Abraham: It’s not the first tackle of the game that is important for me. It’s more important to remain alert for the whole game and to win all or the majority of my tackles. I don’t feel different or uncertain if I lose my first tackle and I have just as much confidence.

You are the oldest player at TSG. In what way do you feel that you can still continue to learn from a footballing point of view?

Abraham: You never stop learning. I’ve learnt so much during my time at Hoffenheim – every day at training and in Bundesliga games. I’ll continue to learn right up until the final game of my career.  

There are still three games to go – what would make this a perfect season?

Abraham: I’m hoping to start all three remaining games. That’s my personal aim.
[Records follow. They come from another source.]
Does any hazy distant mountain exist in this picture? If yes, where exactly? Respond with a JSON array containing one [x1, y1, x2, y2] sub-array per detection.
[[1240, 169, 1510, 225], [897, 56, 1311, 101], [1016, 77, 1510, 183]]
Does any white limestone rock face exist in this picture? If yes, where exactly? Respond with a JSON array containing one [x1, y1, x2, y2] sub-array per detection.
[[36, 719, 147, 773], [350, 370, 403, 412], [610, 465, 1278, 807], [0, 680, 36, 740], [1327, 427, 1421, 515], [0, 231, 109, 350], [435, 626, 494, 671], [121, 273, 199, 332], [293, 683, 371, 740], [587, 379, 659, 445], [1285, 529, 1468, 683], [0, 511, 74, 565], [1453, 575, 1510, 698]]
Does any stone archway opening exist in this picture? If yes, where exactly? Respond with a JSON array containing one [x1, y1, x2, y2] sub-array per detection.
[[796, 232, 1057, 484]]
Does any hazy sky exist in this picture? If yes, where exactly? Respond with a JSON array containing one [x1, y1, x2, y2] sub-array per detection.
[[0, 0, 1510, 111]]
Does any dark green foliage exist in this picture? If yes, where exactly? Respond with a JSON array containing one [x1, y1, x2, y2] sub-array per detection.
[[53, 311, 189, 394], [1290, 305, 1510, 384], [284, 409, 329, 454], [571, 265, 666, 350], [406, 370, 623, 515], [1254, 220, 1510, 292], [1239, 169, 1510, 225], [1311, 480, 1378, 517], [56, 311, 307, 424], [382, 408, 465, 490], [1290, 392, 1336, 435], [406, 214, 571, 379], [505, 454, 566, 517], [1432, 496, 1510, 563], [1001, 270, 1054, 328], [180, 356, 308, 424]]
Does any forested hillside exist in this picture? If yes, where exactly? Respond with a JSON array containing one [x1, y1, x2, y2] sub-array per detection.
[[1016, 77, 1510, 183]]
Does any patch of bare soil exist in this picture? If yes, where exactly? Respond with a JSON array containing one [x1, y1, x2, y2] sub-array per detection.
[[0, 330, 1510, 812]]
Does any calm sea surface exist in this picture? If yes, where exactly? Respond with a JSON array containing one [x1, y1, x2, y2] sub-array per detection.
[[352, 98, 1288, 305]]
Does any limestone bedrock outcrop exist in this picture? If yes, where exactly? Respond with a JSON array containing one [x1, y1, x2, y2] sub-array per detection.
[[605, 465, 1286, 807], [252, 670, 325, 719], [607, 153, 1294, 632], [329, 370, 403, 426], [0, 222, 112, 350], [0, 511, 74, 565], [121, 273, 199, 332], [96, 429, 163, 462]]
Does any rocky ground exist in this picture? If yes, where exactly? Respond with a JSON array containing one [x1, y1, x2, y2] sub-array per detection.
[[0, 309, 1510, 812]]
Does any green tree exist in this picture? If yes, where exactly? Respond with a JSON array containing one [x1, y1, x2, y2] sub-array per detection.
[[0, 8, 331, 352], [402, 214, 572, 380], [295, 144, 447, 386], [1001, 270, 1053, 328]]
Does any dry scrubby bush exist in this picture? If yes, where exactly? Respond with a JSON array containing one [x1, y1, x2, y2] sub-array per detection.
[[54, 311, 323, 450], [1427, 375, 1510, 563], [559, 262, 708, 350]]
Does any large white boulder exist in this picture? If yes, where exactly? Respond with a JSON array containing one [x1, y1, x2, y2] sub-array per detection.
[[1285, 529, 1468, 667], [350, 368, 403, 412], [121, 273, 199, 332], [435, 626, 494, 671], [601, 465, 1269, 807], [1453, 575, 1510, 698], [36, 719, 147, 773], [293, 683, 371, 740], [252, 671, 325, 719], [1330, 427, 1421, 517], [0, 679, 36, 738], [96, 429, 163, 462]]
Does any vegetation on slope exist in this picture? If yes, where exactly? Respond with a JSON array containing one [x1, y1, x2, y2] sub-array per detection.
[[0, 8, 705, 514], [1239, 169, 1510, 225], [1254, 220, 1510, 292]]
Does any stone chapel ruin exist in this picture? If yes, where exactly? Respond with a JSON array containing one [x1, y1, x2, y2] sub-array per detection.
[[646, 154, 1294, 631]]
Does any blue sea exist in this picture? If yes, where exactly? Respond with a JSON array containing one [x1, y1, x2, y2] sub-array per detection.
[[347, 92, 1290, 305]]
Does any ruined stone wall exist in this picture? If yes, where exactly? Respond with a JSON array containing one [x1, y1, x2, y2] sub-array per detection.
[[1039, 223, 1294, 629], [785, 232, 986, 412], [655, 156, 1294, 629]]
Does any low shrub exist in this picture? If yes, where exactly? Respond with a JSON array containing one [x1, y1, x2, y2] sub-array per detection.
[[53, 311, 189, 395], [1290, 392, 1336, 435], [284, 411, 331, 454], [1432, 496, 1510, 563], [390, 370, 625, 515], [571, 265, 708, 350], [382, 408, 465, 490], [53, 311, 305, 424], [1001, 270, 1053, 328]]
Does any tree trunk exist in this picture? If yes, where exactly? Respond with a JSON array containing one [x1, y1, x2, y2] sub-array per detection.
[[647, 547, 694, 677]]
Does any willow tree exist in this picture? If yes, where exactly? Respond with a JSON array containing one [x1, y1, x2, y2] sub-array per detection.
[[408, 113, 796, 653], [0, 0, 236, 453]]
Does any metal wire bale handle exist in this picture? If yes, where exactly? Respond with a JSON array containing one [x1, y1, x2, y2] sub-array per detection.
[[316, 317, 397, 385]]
From a team and club point of view, I’m hoping that we can qualify for the Europa League. It would be great to be able to play in Europe.

You’ve already played in the Champions League with FC Basel. What are the best things about playing in Europe?

Abraham: As a player, you can tell straight away when you’re playing in Europe. It’s quite special and the games feel different to league fixtures. Everyone watches your game. And the best thing of course is to stand on the pitch and hear the Champions League anthem with the whole ground stood up. It’s unbelievable and then you realise that you are actually there. It’s a wonderful feeling.

You travel to Frankfurt on Saturday. What are you expecting from the game? 

Abraham: It’ll be a tough match. They provide good opposition and have already shown that they have quality in their side. It’ll be a battle, just as it was against Dortmund. But I’m hoping that this time we can come out on top and win the game.